Ghazal 86, Verse 9

{86,9}

va;hshat-o-sheftah ab mar;siyah kahve;N shaayad
mar gayaa ;Gaalib-e aashuftah-navaa kahte hai;N

1) 'Vahshat'/wildness/madness and 'Sheftah'/distracted/mad now might perhaps compose/say an elegy
2) Ghalib of the disordered/wretched voice/song has died, they say

Notes:

kahve;N is a variant form of kahe;N (GRAMMAR)

Nazm:

The theme of dying is extremely effective. For this reason the Preacher too colors his speech with this theme. And the poet too is pleased to do the same thing. Sheftah, author of the 'Anthology of Poets' [ta;zkirah-e shu((araa], is a famous connoisseur of poetry. (85-86)

== Nazm page 85; Nazm page 86

Bekhud Dihlavi:

By 'Sheftah' is meant Navab Mustafa Khan Bahadur 'Sheftah', a noble of Jahangirabad. And by 'Vahshat' is probably meant Ghulam 'Ali Khan Sahib 'Vahshat'. They both were Mirza Sahib's shagirds, but more than shagirds, they were Mirza Sahib's loyal admirers. After the death of Momin Sahib, both those gentlemen used to obtain advice about poetry from Mirza Sahib alone. (136)

Josh:

aashuftah-navaa = sayer of confused things. The reason he has used these words for his style is that they have a relationship and association with va;hshat and sheftah .... Vahshat and Sheftah were both poets, Mirza's contemporaries and his special friends and companions. (173)

FWP:

SETS == POETRY
SPEAKING: {14,4}

What excellent use he makes of his friends' pen-names! Not only do 'Vahshat' and 'Sheftah' have a common association with wildness, madness, and so on, but they also have an elegant affinity with aashuftah in the second line; in fact sheftah and aashuftah come from the same Persian root.

So now that they 'say' that Ghalib of the disordered voice/song is dead, perhaps Madness and the Distracted One will 'say' or compose an elegy for him-- what could be more appropriate? Perhaps Distraction itself will compose the most fitting elegy to such a disordered poet. (Just as {57} is full of equally abstract and extravagant reactions to the lover's death.)

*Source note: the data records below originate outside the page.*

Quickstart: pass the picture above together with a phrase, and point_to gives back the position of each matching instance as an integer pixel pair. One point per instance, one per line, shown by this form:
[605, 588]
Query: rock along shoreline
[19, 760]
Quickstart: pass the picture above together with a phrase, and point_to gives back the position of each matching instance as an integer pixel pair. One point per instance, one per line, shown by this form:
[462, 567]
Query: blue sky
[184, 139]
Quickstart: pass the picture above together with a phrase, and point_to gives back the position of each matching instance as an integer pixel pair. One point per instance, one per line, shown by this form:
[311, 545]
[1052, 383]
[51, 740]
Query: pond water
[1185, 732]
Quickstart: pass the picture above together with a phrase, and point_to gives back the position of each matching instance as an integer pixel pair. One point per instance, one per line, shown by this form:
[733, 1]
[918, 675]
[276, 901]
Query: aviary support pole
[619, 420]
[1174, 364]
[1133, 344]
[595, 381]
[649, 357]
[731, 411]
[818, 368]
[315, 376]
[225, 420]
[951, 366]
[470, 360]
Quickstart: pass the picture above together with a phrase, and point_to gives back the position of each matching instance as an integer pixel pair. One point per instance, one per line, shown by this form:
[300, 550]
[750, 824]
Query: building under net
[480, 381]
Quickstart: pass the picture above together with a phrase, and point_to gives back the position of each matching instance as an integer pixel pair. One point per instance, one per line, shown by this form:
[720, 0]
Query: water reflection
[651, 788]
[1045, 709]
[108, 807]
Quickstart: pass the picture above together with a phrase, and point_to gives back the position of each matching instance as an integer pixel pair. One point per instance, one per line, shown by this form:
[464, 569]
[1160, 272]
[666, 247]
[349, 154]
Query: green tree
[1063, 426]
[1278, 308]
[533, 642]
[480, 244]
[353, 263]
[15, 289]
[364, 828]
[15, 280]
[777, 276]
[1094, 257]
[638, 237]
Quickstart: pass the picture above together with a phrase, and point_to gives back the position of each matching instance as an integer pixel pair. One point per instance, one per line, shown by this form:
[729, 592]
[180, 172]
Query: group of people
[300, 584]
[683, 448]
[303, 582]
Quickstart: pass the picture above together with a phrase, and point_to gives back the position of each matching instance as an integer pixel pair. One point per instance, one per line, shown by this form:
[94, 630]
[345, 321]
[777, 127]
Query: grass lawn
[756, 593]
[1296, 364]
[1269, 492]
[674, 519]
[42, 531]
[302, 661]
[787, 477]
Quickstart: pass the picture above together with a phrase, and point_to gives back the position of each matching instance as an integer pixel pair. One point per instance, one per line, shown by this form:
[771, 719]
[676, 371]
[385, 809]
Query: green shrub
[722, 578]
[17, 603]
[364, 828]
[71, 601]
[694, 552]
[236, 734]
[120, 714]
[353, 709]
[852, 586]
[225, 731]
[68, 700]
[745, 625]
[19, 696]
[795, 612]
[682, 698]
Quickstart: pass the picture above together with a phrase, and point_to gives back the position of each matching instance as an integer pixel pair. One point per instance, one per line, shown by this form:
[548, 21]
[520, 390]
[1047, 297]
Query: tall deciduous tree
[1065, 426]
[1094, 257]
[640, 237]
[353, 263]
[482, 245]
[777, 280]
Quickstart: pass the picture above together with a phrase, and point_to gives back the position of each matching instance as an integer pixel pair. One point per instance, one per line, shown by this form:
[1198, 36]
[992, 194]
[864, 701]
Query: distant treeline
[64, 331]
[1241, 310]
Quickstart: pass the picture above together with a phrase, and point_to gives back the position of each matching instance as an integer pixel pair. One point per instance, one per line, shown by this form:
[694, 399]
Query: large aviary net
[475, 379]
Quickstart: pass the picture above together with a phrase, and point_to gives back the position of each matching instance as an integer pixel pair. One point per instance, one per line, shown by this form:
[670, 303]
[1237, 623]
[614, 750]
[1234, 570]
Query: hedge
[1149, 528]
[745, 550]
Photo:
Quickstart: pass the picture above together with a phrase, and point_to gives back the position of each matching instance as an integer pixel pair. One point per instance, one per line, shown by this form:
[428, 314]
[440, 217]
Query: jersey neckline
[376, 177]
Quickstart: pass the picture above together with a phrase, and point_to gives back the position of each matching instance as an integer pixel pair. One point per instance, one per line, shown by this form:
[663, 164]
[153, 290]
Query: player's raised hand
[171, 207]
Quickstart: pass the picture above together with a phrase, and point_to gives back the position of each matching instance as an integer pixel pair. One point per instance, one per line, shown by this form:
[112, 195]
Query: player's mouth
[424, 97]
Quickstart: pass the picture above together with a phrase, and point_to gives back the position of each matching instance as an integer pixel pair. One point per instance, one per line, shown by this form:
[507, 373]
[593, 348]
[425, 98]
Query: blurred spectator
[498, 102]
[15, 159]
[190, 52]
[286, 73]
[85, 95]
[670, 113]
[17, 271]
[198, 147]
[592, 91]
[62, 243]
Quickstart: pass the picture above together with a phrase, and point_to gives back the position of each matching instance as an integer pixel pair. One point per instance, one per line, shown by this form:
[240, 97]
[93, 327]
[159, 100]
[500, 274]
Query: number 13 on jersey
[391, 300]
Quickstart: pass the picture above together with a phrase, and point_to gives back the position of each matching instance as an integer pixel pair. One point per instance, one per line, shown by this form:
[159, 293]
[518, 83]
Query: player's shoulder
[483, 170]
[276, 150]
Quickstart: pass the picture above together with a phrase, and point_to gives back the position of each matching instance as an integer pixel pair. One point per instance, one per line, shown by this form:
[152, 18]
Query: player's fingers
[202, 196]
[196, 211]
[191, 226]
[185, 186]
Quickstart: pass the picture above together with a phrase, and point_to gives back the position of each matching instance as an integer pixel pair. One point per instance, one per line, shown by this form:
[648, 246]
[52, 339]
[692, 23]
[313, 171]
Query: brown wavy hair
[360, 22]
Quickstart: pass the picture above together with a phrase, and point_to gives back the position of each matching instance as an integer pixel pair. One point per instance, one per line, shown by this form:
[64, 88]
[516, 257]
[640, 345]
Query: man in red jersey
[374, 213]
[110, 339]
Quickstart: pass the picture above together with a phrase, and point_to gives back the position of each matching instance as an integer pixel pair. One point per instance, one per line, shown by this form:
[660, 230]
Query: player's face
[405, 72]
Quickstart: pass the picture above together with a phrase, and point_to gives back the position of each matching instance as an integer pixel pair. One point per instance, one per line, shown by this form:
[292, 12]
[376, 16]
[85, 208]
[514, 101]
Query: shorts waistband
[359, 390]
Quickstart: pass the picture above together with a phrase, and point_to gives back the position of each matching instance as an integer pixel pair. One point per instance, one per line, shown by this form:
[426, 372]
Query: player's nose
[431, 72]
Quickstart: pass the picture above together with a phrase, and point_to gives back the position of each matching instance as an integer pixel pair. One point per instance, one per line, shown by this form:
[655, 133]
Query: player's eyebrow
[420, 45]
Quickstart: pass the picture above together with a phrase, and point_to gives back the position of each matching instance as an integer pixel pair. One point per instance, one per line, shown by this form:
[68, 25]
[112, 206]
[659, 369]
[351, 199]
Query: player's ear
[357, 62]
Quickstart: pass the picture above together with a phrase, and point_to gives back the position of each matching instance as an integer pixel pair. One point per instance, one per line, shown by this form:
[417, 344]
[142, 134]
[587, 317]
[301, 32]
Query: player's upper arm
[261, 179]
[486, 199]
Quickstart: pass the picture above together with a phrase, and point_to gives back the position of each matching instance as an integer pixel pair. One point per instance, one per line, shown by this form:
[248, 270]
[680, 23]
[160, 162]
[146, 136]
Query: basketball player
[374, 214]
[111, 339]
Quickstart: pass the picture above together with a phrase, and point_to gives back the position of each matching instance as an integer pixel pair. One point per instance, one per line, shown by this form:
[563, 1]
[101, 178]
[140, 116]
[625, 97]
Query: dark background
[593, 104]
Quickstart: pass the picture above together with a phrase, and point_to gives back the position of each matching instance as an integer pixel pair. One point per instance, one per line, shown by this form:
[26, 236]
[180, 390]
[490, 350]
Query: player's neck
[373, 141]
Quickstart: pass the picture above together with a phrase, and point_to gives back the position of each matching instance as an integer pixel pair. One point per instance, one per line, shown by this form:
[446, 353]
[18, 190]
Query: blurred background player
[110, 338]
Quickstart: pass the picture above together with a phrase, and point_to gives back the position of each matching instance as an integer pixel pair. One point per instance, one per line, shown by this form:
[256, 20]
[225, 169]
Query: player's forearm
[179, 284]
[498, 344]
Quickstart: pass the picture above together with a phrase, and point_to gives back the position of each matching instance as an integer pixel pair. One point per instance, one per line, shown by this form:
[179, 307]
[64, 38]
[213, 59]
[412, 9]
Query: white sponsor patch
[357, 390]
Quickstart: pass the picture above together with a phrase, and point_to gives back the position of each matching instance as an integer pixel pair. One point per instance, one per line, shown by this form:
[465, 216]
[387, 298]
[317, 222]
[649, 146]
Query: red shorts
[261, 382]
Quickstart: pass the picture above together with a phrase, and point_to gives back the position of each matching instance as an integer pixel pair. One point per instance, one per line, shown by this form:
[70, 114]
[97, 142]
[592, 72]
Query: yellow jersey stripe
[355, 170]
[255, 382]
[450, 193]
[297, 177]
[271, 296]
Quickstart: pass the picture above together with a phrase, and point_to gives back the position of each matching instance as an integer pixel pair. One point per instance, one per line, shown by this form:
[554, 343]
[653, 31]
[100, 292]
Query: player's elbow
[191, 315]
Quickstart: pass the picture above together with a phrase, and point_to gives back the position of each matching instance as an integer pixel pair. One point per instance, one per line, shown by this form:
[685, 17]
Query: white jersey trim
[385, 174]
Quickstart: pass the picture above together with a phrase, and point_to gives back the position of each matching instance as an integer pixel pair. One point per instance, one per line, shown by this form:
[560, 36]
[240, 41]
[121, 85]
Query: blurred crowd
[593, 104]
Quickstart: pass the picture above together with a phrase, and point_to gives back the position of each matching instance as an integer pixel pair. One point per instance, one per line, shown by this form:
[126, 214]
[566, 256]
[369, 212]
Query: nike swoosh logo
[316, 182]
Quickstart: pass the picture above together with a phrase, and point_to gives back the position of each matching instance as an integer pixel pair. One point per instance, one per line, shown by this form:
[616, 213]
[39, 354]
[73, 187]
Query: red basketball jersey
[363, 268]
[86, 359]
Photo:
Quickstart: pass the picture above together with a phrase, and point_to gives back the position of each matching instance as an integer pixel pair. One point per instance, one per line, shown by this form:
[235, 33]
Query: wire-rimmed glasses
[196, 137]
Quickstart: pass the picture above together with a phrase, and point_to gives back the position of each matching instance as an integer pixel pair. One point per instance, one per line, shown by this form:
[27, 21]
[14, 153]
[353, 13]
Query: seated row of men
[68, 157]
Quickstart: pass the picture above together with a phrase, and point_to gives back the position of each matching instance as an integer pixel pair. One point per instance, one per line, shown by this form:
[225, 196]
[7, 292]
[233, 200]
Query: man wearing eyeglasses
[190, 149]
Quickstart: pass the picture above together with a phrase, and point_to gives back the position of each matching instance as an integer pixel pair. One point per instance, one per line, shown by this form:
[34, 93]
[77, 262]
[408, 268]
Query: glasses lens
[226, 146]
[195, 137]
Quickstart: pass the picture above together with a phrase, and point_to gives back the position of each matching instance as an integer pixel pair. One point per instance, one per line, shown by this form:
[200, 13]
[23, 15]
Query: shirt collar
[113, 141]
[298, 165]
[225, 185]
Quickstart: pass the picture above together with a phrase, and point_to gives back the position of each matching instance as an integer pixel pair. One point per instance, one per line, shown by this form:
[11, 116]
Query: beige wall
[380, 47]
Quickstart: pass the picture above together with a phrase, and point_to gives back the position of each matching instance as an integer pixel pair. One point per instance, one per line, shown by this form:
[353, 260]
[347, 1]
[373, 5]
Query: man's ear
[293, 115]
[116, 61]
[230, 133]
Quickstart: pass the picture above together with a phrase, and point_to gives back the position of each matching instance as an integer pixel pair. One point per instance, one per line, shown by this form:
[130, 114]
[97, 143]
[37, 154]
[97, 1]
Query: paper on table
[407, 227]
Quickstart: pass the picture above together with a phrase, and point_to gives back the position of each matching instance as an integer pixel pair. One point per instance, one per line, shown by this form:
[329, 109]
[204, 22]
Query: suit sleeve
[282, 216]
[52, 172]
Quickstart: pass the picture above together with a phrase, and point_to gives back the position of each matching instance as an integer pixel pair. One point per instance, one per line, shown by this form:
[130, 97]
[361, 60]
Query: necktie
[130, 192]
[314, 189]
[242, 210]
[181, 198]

Or, of course, perhaps two of Ghalib's close friends and shagirds will compose an elegy after his death. It is even possible to read the second line as being spoken by Vahshat and Sheftah, rather than by the usual generalized 'they'. Perhaps the two poets are beginning to plan out their elegy, and ;Gaalib-e aashuftah-navaa is one of the phrases they are thinking about including.